No. The attacker must trick a user into clicking a crafted link containing the malicious "from" parameter. The redirect occurs only after the user has successfully authenticated, so phishing success depends on social engineering. This is why user awareness training complements technical patches.

What should we do if we cannot patch immediately?

Implement defense-in-depth: enforce multi-factor authentication to reduce phishing effectiveness, restrict Jenkins web access to internal networks only, monitor and alert on unusual redirect targets in access logs, and educate users to verify they are logging into legitimate Jenkins infrastructure before entering credentials.

Does this vulnerability affect Jenkins agents or only the controller?

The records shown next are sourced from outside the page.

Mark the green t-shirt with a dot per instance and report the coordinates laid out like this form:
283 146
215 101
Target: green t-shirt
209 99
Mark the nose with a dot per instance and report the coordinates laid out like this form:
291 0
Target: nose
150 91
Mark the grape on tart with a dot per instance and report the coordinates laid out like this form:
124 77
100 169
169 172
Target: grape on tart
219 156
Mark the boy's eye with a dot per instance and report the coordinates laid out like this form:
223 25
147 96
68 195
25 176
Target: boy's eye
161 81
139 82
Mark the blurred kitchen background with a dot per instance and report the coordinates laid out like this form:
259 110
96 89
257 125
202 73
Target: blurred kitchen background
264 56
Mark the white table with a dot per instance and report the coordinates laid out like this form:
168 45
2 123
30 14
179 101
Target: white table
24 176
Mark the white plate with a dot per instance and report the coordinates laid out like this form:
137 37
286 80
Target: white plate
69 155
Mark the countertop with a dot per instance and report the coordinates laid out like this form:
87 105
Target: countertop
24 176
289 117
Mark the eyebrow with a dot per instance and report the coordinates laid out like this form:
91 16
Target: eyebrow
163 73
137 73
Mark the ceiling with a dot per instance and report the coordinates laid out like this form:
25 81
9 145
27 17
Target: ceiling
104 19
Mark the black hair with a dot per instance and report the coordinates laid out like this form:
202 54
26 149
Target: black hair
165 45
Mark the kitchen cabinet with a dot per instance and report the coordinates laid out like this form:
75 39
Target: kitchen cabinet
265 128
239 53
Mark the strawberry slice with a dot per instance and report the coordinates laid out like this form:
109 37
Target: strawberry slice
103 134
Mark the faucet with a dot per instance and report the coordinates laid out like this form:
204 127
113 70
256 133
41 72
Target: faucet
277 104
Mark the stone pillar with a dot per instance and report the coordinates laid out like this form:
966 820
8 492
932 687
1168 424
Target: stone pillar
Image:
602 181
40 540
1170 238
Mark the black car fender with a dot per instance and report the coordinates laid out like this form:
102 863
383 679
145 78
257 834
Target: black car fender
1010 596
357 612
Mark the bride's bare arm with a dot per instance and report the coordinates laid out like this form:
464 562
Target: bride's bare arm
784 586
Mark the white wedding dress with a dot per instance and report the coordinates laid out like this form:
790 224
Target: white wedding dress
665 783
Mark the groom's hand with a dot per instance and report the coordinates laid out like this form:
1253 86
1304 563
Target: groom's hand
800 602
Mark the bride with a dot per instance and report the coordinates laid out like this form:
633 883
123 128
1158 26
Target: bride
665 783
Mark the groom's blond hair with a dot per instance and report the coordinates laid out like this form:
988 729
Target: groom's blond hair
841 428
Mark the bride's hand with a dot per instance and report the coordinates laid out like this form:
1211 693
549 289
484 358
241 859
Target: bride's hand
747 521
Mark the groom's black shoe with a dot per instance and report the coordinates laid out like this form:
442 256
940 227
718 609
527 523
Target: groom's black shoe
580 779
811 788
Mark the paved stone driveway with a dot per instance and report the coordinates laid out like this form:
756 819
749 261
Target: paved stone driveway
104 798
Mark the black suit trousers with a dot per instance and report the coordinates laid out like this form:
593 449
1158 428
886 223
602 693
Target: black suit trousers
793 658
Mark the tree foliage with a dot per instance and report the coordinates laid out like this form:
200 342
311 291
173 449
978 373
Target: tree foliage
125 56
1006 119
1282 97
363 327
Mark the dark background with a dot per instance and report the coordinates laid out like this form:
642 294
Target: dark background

This applies to the Jenkins controller's authentication and login redirect functionality. Jenkins agents do not have web-based login interfaces and are therefore not affected by this specific open redirect vulnerability.

This analysis is based on vulnerability data available as of 2026-06-17. Specific patch version numbers, KEV inclusion status, and technical details should be verified against official Jenkins security advisories at jenkins.io/security. This vulnerability analysis does not constitute security advice; organizations should conduct their own risk assessment based on their specific Jenkins deployments, configurations, and threat models. No exploit code or proof-of-concept details are provided in this analysis. Source: NVD (public-domain), retrieved 2026-07-19. Analysis generated by SEC.co (claude-haiku-4-5).